Geschäftsausstattungen werden nicht günstiger, Gewerbefahrzeuge auch nicht, Mieten gehen auch nicht runter. Alles wird sogar wesentlich teurer, egal wo man hinsieht. Dieser Trend - der sich seit ca. 20 Jahren abzeichnet - ist ungebrochen. Egal ob Finanzkrise oder "Corona".
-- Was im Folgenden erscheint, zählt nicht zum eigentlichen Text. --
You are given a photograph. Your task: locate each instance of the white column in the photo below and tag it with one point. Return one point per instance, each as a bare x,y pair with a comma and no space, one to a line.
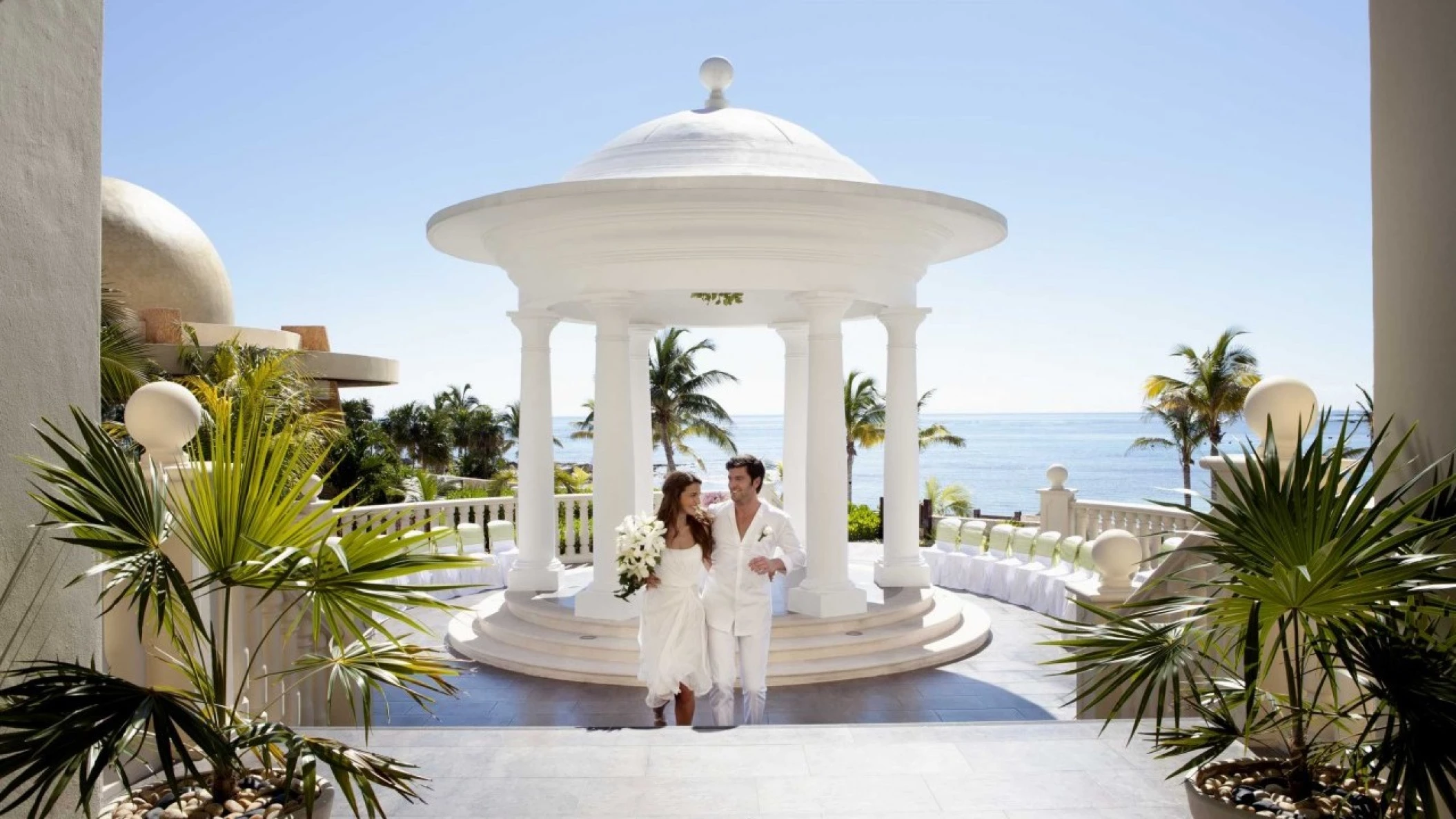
613,486
826,589
796,418
902,563
1413,127
640,341
536,569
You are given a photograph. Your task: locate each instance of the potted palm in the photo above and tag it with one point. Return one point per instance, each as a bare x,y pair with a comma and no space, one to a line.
1319,655
186,549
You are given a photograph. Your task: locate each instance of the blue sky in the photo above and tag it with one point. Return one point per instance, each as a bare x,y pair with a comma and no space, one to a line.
1167,168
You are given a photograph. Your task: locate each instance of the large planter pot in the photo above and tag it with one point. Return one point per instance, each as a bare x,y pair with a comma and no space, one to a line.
1205,805
126,808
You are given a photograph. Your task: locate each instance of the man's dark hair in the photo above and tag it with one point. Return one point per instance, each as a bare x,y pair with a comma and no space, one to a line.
755,467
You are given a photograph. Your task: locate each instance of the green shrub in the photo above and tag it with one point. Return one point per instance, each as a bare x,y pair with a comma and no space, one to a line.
864,522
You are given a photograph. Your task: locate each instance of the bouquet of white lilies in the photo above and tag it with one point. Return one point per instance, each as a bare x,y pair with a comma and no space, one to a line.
641,540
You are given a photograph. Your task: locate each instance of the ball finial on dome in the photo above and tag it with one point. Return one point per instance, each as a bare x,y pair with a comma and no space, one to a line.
716,75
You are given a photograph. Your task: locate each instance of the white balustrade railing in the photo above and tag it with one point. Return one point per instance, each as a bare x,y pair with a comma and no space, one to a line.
573,515
1149,522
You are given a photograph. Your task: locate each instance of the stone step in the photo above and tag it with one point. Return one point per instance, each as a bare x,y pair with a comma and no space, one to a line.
500,623
970,633
551,613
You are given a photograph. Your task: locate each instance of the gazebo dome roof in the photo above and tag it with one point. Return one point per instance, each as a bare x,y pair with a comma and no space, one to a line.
718,140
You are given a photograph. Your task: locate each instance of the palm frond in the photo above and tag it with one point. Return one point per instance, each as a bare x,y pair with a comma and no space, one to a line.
64,725
98,497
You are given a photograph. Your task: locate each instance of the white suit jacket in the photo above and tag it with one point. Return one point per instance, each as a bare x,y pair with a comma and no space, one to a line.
736,598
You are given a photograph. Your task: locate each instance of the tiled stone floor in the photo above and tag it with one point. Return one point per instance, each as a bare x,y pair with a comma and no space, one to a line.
1003,682
1049,770
985,738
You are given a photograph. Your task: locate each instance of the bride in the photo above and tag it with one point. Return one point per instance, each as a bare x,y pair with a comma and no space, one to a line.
671,638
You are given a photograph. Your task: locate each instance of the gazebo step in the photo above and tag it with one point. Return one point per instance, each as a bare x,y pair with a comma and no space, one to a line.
501,623
951,630
555,613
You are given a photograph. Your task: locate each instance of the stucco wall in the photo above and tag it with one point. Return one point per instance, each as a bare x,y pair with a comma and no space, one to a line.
50,279
1413,119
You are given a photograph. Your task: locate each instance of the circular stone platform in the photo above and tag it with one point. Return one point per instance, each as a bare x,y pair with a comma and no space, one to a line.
539,635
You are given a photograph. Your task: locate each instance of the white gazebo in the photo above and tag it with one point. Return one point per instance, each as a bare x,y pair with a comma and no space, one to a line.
718,216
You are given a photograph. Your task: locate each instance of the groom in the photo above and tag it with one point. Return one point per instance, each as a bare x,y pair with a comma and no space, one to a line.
751,543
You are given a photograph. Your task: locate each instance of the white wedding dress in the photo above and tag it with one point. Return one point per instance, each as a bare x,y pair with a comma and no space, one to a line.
671,629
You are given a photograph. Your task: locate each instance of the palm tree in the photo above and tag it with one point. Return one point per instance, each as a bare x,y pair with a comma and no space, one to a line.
583,430
244,531
936,434
273,379
422,433
1213,386
864,420
950,500
1186,433
679,400
124,364
402,425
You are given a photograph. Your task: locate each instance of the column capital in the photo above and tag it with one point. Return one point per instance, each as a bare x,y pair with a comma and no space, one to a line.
796,337
611,310
535,326
903,319
825,302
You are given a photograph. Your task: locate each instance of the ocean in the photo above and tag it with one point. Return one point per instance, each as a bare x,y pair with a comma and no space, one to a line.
1003,463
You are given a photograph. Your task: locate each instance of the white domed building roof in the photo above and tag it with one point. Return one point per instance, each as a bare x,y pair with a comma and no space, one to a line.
725,141
718,140
716,199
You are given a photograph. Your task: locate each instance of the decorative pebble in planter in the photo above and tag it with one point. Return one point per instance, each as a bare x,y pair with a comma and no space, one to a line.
1241,787
259,796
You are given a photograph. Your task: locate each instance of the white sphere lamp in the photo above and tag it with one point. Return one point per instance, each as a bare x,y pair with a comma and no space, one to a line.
1117,555
164,417
1286,406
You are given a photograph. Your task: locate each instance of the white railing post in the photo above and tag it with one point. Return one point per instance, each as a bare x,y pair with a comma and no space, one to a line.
1057,502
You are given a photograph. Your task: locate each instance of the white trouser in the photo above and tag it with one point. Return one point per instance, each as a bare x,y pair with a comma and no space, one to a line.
751,664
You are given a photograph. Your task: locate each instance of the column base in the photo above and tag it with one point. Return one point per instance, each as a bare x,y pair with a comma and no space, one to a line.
903,575
535,578
836,601
600,602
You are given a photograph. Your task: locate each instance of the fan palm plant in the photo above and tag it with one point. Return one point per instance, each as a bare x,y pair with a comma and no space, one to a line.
1322,636
950,500
935,434
255,533
678,396
864,420
1186,434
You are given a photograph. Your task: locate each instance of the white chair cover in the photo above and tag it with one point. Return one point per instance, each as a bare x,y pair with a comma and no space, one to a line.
1049,588
999,573
973,537
977,572
1043,553
945,539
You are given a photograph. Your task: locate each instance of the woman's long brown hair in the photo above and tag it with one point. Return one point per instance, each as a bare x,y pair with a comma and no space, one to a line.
698,522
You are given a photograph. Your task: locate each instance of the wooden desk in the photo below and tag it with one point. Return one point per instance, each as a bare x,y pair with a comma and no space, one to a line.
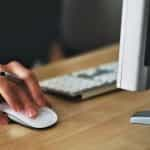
101,123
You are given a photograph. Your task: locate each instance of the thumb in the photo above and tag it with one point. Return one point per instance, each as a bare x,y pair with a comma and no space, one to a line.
3,119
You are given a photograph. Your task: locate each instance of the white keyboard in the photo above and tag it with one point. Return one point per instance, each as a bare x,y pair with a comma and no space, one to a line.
78,83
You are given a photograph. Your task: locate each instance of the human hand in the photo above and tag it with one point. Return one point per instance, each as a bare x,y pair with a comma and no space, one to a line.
26,97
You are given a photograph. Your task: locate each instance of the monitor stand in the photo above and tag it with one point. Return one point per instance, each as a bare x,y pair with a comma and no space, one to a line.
141,118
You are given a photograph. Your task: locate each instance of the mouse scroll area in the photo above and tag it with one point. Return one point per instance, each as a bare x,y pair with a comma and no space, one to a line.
46,117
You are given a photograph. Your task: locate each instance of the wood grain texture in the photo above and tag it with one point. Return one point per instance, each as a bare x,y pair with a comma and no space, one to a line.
101,123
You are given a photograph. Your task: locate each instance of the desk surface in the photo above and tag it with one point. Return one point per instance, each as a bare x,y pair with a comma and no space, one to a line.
101,123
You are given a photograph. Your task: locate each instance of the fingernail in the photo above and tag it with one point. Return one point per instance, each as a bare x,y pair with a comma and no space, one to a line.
41,103
31,113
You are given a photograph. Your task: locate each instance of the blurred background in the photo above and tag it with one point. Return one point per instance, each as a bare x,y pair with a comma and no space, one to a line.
39,32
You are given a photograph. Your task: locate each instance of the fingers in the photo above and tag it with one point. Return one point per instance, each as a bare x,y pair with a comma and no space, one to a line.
30,108
17,98
8,92
3,119
30,80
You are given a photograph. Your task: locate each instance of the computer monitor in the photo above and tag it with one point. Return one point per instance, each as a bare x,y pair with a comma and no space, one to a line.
134,57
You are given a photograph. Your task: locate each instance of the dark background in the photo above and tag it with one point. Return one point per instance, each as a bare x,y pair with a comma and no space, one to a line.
28,27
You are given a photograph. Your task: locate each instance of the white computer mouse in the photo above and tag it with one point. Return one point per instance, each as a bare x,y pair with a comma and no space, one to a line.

Eher geht alles hoch weil die Verkäufer denken, dass man jetzt besonders viel Geld erzielen muss um die Verluste durch die Coronamaßnahmen wieder auszugleichen. Die Vermieter von Gewerbeeinheiten denken das gleiche. Erdölunternehmen wohl auch. Und die Chinamänner bei alibaba auch. Bei ebay sowieso. Da sind wir schon bei 25% Verkaufsprovision angelangt, die natürlich der Endkunde bezahlt.
Also unter einer Krise und unter einer Pandemie stellte ich mir als Jugendlicher immer etwas anderes vor: bettelnde Menschen am Straßenrand der Städte, Bettlerbanden in jedem Dorf die um einen Bissen Brot oder ein Ei bitten, Preise für Häuser und Autos im freien Fall, Schlangen vor der Suppenküche bei der man heißes gefärbtes Wasser mit Salz verteilt, Leichenberge in Städten, Massengräber, fallende Börsenkurse und Börsenmakler (aus dem 10. Stock), Zusammenbruch des Kreditwesens, sinkender Lebensstandard.
Von all dem ist nicht das Geringste zu sehen. Aber ich gebe die Hoffnung nicht auf, ich bin zäh wie Rick und Marty Lagina in meinen Wünschen und Erwartungen.
Es wird höchstwahrscheinlich keinen "schleichenden Niedergang" geben, sondern 'das Ding' wird mit lautem Getöse über Nacht zusammenbrechen und nichts Lebendiges mehr übrig lassen. Wie ein aufgeblasener Luftballon bei dem man als Kind immer dachte "ein bisschen geht noch rein" - und dann ganz plötzlich: Bumm!!